Er ging zu Carlotta. „Lass uns zum Essen ausgehen. Wir drei!" schlug er vor.
Sie lächelte ihn an.
Jetzt! dachte sie. Wie lange hatte sie auf einen ähnlichen Satz gewartet.
Doch sie fühlte, dass ihre Liebe, ihre Verliebtheit, vielleicht auch ihre Vernarrtheit überstanden war. Sie hatte vor allen anderen gewusst, dass es eine Mona gab, sie hatte geschwiegen.
Immer wieder hatte er in seinen Träumen den Namen der anderen erwähnt, sie hatte es ihm nie erzählt-
Sie war schuld, dass er so lange nicht zu sich zurückgefunden hatte.
Sie hatte sich an ihre Hoffnungen gekrallt, obwohl sie wusste, dass es hoffnungslos war.
Und nun musste er gehen, nach Hause, in sein Leben, das er womöglich schon lange gefunden hätte, wenn sie gesprochen hätte.
„Ja!" stimmte sie zu. „Lass uns Abschied nehmen."
Sie verbrachten einen schönen Abend im Restaurant.
Simon sprach zum ersten Mal richtig mit ihr, hörte ihr zum ersten Mal zu.

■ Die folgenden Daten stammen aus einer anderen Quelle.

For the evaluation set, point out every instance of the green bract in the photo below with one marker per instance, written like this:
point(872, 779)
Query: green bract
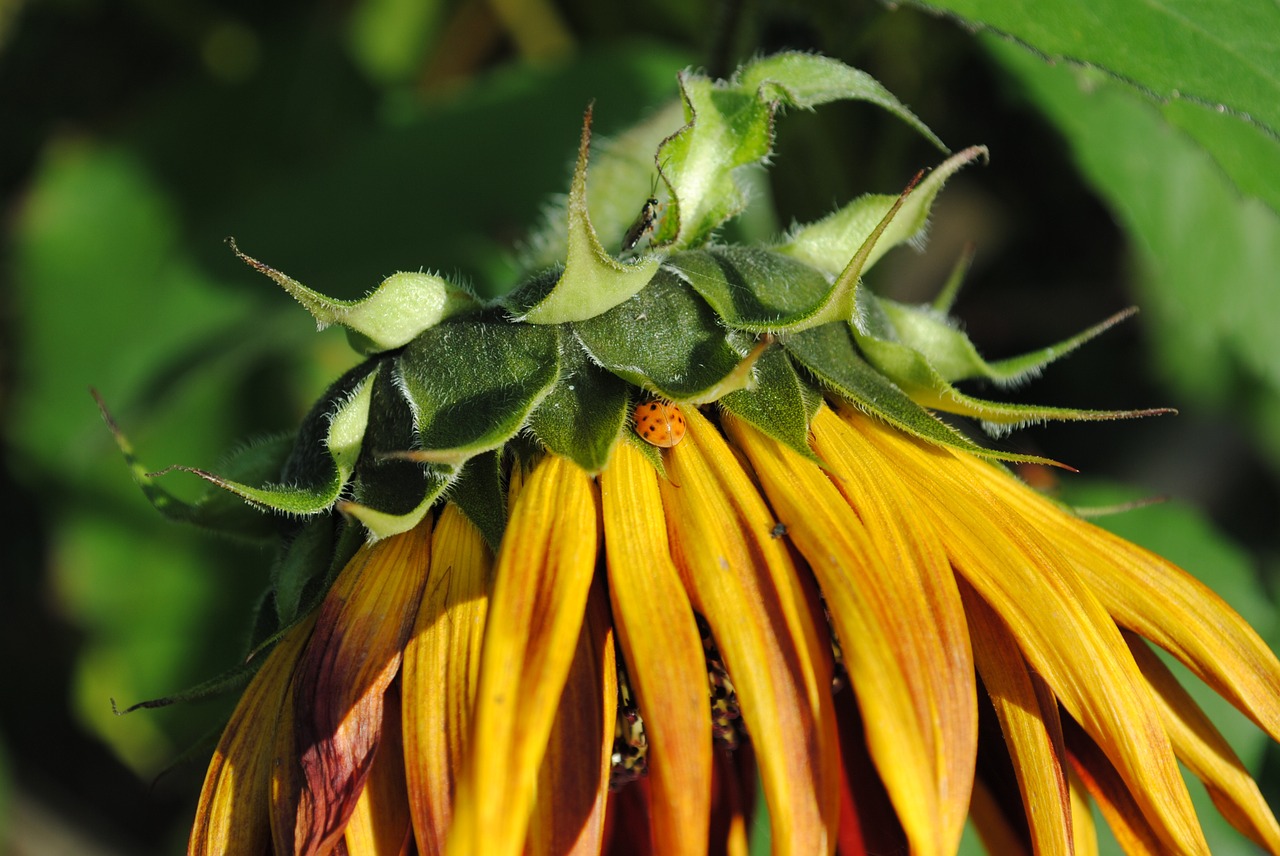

Er merkte, dass er sie als Freundin mögen konnte, als Mutter seines Sohnes schätzen konnte. Dann nahmen sie Abschied von ihrem gemeinsamen Leben, das nie ein gemeinsames gewesen war, das aber diesen wunderbaren Sohn geschaffen hatte.
Früh am nächsten Morgen fuhr Simon mit dem Taxi zu einer Leihwagenfirma, mietete einen Wagen. Er war aufgebrochen, bevor Carlotta und Marco wach wurden, wollte keinen weiteren Abschied mehr.
Er rief zu Hause an, Mona meldete sich atemlos.
„Ich fahre los, Süße Ich komme nach Hause!" sagte er nur. Sie konnte nicht sprechen, doch er wusste, dass sie glücklich war.
Oder vielleicht mehr als glücklich?
Nach Hause! dachte er.
Nie hatte er wunderbarere Worte gedacht.
Er fuhr sehr vorsichtig. Nie war er ein ängstlicher Typ gewesen, nicht am Boden und auch nicht in der Luft. Aber er wollte die Ironie des Schicksals nicht herausfordern.